Azithromycin Treatment for Respiratory Syncytial Virus-induced Respiratory Failure in Children

Who May Qualify: - Admission to the pediatric ICU with a confirmed diagnosis of RSV infection. RSV infection is based on a positive nasal swab for RSV fluorescent antibody or via multiplex assay or culture; - Requiring intensive respiratory support defined as either mechanical ventilation or NIV (BiPAP or CPAP) or HFNC (at \>1 L/kg/min of flow - Enrollment into the study within 48 hours of ICU admission and placement on intensive respiratory support; - Onset of RSV-related symptoms must be less than 5 days - Age: Neonates-2 years. For those less than 1 week of age, they must have been discharged home from the hospital after their birth.
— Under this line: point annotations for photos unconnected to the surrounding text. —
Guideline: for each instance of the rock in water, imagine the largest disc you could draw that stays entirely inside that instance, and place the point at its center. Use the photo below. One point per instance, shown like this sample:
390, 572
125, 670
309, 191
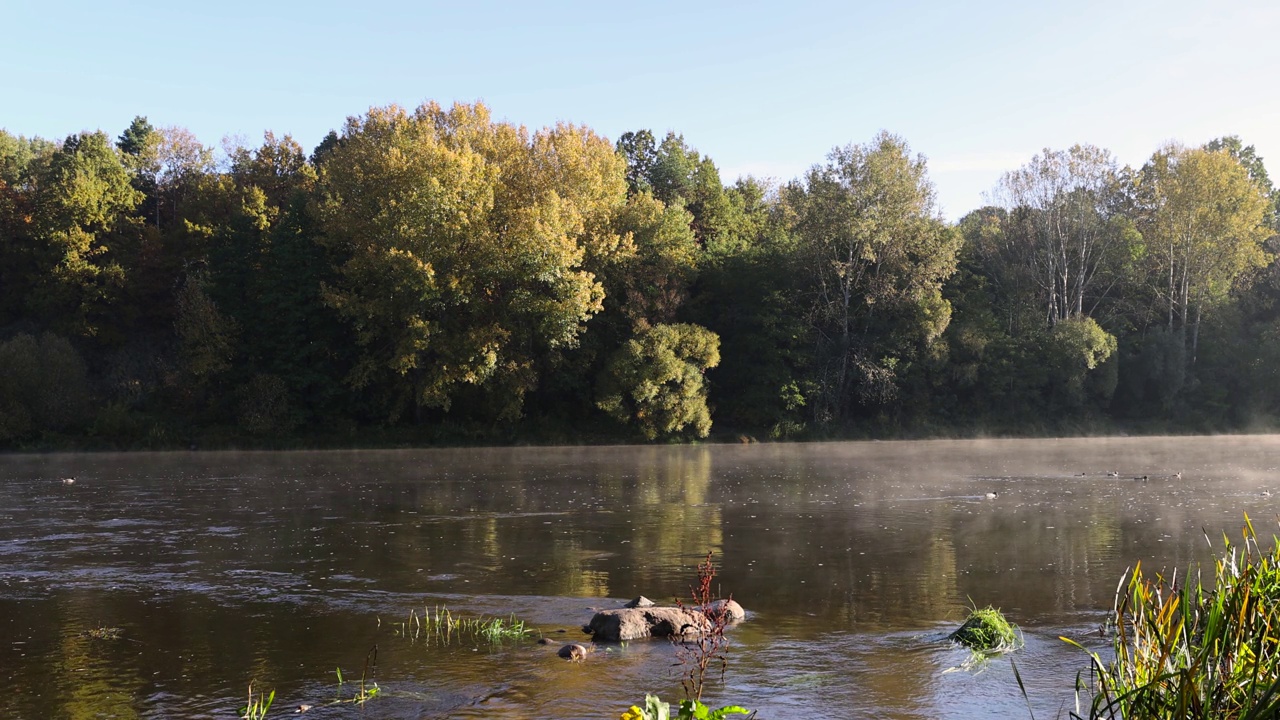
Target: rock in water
732, 611
635, 623
574, 651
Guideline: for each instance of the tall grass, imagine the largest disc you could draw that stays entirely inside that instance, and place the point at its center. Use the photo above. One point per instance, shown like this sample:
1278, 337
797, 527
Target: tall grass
444, 628
1189, 650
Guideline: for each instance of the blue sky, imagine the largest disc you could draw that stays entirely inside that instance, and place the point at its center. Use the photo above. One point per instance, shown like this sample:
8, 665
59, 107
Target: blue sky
760, 87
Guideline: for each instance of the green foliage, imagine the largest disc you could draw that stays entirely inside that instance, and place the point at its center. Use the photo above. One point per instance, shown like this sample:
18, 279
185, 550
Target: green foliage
1191, 650
44, 386
689, 710
440, 625
257, 706
988, 632
876, 258
656, 381
435, 273
465, 245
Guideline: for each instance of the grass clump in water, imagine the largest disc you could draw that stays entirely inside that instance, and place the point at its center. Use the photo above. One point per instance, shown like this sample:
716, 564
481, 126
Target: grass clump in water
443, 627
987, 632
1192, 651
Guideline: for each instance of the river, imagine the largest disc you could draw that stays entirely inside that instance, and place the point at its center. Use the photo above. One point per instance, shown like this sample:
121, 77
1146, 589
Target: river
161, 584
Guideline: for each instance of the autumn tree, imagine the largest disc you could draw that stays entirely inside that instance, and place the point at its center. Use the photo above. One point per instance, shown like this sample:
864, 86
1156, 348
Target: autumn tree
1205, 226
656, 381
81, 200
1064, 229
876, 254
465, 245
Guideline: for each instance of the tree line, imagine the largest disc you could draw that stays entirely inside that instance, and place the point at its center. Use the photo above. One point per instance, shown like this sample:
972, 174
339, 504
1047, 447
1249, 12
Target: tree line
439, 276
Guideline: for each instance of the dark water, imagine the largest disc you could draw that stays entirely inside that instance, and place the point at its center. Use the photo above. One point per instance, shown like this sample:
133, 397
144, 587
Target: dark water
854, 561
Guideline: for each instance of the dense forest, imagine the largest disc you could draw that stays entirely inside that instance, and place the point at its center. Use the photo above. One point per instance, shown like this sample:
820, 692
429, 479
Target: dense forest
437, 276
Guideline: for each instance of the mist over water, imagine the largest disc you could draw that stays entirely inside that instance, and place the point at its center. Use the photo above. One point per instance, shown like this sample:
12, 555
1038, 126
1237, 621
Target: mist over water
854, 561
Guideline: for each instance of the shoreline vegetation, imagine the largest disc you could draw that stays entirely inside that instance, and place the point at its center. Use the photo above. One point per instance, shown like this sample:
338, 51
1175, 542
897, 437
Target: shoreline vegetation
437, 277
1184, 645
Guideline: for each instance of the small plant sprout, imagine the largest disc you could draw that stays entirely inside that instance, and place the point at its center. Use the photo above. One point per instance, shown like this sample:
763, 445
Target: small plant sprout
689, 710
708, 647
442, 627
257, 706
987, 632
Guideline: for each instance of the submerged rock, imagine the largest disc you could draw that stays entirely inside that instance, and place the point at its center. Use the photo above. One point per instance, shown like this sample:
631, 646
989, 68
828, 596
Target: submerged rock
635, 623
731, 610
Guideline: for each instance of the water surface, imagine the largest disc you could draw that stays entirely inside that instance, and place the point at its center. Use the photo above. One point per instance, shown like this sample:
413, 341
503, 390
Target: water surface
854, 561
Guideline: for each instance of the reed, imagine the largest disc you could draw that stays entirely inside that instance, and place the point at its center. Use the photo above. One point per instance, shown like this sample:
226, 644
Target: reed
368, 691
440, 625
257, 706
1193, 650
987, 632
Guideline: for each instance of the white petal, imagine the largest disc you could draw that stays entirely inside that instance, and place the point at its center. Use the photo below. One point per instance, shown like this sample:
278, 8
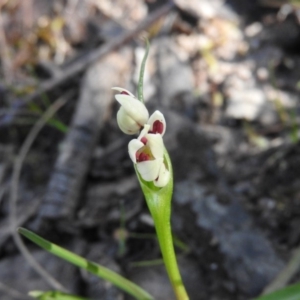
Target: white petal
157, 116
122, 90
163, 176
133, 146
149, 169
144, 131
134, 108
156, 144
126, 123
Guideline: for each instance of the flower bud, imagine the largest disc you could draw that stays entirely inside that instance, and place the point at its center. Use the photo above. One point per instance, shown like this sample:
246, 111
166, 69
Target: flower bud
157, 123
147, 152
133, 114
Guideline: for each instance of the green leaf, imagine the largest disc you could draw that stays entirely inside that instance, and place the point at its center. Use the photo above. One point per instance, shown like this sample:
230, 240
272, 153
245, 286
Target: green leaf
291, 292
90, 266
54, 295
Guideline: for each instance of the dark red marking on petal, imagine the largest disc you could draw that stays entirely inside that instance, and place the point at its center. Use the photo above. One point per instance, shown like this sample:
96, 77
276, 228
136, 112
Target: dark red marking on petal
158, 127
144, 140
142, 157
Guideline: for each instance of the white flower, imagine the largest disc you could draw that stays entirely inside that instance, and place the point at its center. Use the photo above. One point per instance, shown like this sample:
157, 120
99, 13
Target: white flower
133, 114
147, 152
157, 123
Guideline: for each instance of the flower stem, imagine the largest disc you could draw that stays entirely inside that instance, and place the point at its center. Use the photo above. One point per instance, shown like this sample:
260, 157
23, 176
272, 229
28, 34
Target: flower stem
159, 204
167, 248
142, 71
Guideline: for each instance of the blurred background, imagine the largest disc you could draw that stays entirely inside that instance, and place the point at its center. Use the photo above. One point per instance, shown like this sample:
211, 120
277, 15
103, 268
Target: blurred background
226, 74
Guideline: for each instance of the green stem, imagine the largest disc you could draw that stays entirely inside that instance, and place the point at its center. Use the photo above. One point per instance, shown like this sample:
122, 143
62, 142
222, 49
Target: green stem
142, 71
159, 204
167, 249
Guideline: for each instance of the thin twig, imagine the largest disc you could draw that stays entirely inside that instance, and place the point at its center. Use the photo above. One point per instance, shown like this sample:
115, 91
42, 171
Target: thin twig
15, 186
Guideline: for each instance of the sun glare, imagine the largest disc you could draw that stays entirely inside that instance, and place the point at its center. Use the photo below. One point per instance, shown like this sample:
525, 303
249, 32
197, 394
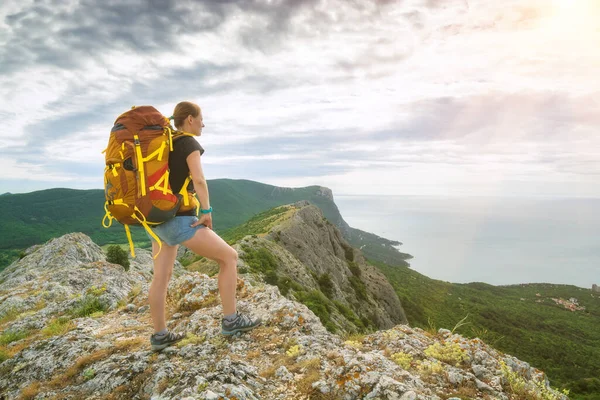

Who Should NOT Join This Trial: - AZM use within 7 days of ICU admission; - Contraindication to AZM use including known hypersensitivity to AZM, erythromycin, any macrolide, or ketolide drug, patients with significant hepatic impairment (direct bilirubin \>1.5 mg/dL or ALT ≥ 10 times the upper limits of normal); - Patients with known cardiac disease, cardiac arrhythmia or with electrocardiogram QT interval corrected for heart rate (QTc) ≥ 450 milisecond (ms); - Intensive respiratory support greater than 48 hours prior to ICU admission; - Chronic ventilation or supplemental oxygen need at home; - Immunosuppressive conditions such as those post heart or hematopoietic stem cell transplant or receiving chemotherapy and chronic steroids; - History of pyloric stenosis; - AZM is deemed necessary for clinical treatment (for instance, if patient has pertussis). Always talk to your doctor about whether this trial is right for you.